Wiedereinsetzungsantrag und Revision wegen Fristversäumnis verworfen
- Gericht
- BGH
- Spruchkörper
- 1. Strafsenat
- Aktenzeichen
- 1 StR 668/87
- Datum
- 29.12.1987
- Rechtsgebiet
- Strafrecht
Abstrakte Rechtssätze
Wiedereinsetzung in den vorigen Stand setzt voraus, dass der Antragsteller glaubhaft macht, ohne eigenes Verschulden an der Einhaltung der Frist gehindert gewesen zu sein.

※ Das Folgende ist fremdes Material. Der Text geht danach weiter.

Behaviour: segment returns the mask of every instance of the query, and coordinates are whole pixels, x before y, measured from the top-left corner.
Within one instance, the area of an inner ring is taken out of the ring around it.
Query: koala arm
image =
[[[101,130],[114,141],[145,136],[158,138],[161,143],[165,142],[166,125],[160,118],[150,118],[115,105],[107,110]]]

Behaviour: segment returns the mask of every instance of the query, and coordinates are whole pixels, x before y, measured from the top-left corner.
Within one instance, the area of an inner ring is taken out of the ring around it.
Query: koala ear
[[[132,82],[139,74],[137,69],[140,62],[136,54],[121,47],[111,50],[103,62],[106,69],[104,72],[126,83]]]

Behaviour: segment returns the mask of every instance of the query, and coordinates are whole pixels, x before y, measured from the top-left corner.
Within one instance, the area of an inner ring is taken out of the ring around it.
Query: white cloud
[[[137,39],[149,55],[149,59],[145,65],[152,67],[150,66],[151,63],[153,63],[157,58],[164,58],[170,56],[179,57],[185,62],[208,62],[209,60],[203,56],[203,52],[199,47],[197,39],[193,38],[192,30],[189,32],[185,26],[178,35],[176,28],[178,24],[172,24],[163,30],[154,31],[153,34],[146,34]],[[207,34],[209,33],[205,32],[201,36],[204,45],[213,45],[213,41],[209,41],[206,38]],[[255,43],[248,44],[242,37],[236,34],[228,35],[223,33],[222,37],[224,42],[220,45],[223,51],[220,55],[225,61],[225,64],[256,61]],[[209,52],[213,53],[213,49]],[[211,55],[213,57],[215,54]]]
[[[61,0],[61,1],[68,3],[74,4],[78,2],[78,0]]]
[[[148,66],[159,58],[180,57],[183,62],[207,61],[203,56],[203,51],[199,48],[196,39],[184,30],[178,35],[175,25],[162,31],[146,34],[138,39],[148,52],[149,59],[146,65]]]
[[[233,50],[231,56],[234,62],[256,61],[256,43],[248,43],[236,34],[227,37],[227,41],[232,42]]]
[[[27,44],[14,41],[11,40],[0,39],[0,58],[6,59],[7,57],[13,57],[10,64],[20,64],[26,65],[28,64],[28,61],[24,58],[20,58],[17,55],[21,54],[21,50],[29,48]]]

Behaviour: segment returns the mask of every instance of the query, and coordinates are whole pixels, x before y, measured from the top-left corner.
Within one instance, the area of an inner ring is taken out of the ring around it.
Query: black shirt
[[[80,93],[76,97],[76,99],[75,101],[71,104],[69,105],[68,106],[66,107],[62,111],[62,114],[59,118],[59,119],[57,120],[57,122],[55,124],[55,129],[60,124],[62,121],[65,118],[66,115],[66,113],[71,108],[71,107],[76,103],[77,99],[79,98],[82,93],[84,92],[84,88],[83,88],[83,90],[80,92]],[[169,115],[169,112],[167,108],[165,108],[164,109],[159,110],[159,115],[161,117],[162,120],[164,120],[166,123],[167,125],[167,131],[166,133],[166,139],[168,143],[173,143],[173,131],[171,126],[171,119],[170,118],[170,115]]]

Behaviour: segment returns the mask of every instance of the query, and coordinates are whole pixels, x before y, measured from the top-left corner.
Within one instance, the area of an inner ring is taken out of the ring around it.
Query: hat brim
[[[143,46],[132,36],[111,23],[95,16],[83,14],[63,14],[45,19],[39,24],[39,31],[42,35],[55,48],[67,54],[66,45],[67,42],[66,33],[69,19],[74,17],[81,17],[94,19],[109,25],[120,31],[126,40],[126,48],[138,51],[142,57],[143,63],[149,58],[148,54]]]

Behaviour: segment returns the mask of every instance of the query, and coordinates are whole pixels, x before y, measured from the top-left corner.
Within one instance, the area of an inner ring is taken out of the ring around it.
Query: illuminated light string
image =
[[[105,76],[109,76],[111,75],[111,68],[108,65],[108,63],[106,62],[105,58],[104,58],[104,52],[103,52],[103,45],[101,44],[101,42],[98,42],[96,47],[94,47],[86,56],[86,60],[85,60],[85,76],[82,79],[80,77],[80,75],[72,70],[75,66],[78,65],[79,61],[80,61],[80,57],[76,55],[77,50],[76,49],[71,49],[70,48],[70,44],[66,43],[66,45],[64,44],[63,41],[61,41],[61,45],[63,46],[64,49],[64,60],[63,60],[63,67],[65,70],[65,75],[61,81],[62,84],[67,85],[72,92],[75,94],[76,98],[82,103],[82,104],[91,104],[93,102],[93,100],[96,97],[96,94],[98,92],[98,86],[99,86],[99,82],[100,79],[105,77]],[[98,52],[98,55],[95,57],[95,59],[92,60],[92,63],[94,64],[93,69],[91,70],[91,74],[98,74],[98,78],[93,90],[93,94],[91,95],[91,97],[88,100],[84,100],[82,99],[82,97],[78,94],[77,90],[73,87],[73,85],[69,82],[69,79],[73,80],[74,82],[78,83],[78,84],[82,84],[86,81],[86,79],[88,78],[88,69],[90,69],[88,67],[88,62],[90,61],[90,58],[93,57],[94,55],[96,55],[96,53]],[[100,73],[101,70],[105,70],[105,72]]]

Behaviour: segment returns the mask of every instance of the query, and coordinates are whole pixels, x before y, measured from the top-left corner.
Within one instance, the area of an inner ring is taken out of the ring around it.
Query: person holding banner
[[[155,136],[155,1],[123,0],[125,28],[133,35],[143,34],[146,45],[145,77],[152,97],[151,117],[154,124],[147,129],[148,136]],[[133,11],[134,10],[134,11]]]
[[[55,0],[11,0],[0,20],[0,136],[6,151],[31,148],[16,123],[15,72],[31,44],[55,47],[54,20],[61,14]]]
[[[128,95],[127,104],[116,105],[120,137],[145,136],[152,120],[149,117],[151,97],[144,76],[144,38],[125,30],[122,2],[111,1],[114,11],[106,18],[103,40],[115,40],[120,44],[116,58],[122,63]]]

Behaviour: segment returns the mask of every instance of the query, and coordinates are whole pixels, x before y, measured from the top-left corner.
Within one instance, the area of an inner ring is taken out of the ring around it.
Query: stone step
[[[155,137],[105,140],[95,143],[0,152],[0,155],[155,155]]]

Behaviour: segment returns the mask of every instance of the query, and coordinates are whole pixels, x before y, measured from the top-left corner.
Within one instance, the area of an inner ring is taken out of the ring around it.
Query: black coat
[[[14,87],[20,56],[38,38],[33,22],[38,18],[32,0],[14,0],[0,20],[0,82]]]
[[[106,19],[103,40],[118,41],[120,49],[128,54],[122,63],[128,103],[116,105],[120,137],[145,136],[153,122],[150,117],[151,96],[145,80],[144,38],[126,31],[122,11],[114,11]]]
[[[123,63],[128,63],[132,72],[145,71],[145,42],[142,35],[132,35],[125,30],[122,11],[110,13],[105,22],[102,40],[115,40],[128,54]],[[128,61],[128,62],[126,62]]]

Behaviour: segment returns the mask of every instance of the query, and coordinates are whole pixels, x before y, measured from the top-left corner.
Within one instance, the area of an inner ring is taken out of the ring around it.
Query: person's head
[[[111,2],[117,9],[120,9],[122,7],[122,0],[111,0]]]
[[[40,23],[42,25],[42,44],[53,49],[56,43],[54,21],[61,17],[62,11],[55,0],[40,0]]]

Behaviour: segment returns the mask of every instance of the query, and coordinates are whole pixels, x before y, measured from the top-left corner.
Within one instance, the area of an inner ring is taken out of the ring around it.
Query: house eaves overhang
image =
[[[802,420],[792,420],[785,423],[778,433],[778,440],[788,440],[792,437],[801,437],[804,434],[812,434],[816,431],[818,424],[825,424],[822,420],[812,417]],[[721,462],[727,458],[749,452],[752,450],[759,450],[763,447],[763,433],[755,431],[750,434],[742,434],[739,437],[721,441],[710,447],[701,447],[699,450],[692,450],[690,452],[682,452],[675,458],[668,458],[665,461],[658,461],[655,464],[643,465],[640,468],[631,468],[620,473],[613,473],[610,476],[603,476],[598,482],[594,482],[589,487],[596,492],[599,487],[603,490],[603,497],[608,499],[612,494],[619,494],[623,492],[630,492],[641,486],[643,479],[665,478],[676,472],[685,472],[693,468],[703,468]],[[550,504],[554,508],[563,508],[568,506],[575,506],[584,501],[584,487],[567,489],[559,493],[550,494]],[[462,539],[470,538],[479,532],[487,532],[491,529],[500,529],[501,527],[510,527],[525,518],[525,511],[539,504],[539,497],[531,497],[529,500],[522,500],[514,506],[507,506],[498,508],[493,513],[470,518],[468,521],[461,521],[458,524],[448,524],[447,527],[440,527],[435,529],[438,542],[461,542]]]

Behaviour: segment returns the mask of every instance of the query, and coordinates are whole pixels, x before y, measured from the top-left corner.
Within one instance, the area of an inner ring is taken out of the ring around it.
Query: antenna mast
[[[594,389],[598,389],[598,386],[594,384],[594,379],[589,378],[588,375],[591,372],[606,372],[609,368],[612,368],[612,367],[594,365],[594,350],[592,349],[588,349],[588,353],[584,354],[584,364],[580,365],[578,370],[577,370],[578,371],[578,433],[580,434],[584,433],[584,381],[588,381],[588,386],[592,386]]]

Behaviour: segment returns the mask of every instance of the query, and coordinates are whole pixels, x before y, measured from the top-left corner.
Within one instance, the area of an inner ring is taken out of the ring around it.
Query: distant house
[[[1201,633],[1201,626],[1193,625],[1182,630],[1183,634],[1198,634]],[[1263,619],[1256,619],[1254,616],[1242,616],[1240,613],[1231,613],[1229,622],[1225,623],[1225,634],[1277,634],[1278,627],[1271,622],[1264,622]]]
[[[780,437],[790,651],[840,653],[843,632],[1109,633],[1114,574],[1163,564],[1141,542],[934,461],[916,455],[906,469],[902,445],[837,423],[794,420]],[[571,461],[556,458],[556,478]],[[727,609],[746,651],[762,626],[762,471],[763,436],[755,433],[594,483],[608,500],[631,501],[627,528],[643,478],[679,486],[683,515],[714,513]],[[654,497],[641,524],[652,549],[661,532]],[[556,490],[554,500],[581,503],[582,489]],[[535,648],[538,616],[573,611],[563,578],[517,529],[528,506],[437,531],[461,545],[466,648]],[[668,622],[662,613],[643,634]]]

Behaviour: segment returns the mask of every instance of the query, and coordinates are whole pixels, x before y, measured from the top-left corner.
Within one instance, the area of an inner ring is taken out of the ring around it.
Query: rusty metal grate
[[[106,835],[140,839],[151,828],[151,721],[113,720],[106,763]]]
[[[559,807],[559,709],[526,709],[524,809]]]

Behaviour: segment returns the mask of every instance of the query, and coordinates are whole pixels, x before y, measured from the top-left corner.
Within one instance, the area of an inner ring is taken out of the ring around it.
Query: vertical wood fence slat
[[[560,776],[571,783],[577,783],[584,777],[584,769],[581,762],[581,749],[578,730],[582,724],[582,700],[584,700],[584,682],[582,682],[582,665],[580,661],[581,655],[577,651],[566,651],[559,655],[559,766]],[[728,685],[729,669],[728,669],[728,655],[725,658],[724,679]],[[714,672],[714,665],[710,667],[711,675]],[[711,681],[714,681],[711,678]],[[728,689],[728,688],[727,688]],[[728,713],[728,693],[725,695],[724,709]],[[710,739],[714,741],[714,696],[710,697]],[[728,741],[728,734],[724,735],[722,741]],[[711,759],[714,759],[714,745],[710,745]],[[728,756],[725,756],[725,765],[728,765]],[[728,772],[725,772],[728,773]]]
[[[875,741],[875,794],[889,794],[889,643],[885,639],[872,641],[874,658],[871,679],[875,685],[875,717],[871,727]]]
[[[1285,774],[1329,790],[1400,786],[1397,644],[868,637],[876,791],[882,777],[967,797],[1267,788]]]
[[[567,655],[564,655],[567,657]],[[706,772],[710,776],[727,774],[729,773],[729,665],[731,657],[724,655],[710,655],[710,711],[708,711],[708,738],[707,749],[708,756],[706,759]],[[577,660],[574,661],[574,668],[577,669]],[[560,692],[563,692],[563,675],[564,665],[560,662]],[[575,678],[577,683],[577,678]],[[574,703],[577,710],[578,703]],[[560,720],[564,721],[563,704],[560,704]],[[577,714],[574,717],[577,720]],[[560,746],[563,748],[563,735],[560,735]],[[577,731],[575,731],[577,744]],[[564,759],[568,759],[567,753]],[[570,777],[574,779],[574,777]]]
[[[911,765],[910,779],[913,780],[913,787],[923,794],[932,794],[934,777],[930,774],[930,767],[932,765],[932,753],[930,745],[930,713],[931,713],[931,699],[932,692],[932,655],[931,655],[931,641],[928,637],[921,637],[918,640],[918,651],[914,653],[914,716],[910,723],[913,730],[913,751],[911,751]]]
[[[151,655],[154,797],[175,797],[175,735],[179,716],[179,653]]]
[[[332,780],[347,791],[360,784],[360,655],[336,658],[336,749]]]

Die im Protokoll dokumentierte Erteilung der Rechtsmittelbelehrung kann nach § 274 StPO als Beleg dafür herangezogen werden, dass die Belehrung stattgefunden hat.
Die richtige und vollständige Übersetzung der Rechtsmittelbelehrung durch den Dolmetscher gilt als wirksame Vermittlung der Belehrung und kann entgegenstehende Behauptungen des Angeklagten widerlegen.
Wird Wiedereinsetzung nicht gewährt, ist eine nach Ablauf der Frist eingelegte Revision unzulässig und vom Revisionsgericht zu verwerfen.
Vorinstanzen
Landgericht Heilbronn, 30. September 1987
Rubrum
BUNDESGERICHTSHOF BESCHLUSS
1 StR 668/87 in der Strafsache gegen █████████, geboren am [REDACTED] in [REDACTED] (Türkei), wegen räuberischen Angriffs auf einen Kraftfahrer u. a.
Der 1. Strafsenat des Bundesgerichtshofs hat nach Anhörung des Generalbundesanwalts am 29. Dezember 1987
Tenor
1. Der Antrag des Angeklagten, ihm gegen die Versäumung der Frist zur Einlegung der Revision gegen das Urteil des Landgerichts Heilbronn vom 30. September 1987 Wiedereinsetzung in den vorigen Stand zu gewähren, wird verworfen.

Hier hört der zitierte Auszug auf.